The American College of Rheumatology stated in comments filed with the agency that “we do not support mandatory demonstration projects.”

The American Society of Clinical Oncology echoed that sentiment in Dec. 31, 2018, comments filed with the agency. “ASCO cannot support a mandatory demonstration program,” the group noted. “We are concerned about losing access points to oncology care provided by oncology practices, especially in rural, underserved, and low-income areas that are already struggling to deliver care.”

And while the Community Oncology Alliance also spoke against making participation in the IPI model demonstration project mandatory, it went further with its criticism of the proposal.

“COA does not support the IPI Model as proposed in the pre-proposed rule published by [CMS] because we have serious concerns about its impact on cancer patient care and even its legality,” the group said in Dec. 31, 2018, comments filed with the agency, adding that “mandatory demonstration projects are clearly not in the charter of CMMI [Center for Medicare & Medicaid Innovation] as written into law by Congress.
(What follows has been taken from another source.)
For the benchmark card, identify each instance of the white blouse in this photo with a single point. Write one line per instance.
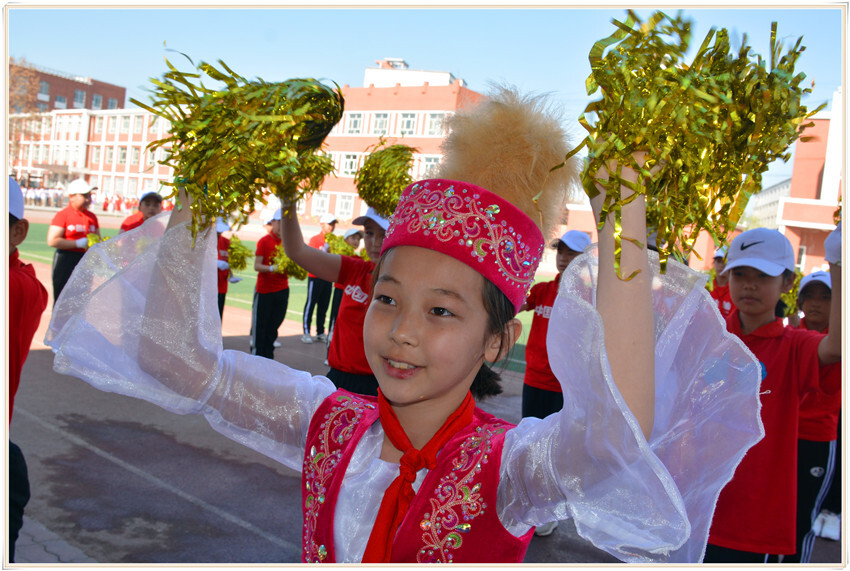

If CMS believes that CMMI has the power via statute to effectively amend Medicare law – in this case the Part B drug reimbursement rate for at least 50% of Part B providers – it (CMS representing the Executive branch) either has overstepped its constitutional boundaries separating the powers of government branches or Congress has effectively handed over its powers to the Executive branch. That would either be illegal or unconstitutional, with the latter case invalidating the section of the law that created and funded CMMI.”

While none of the groups offered support to the IPI demonstration project, all offered suggestions on what could be done to improve on the details outlined in the advance notice of proposed rulemaking.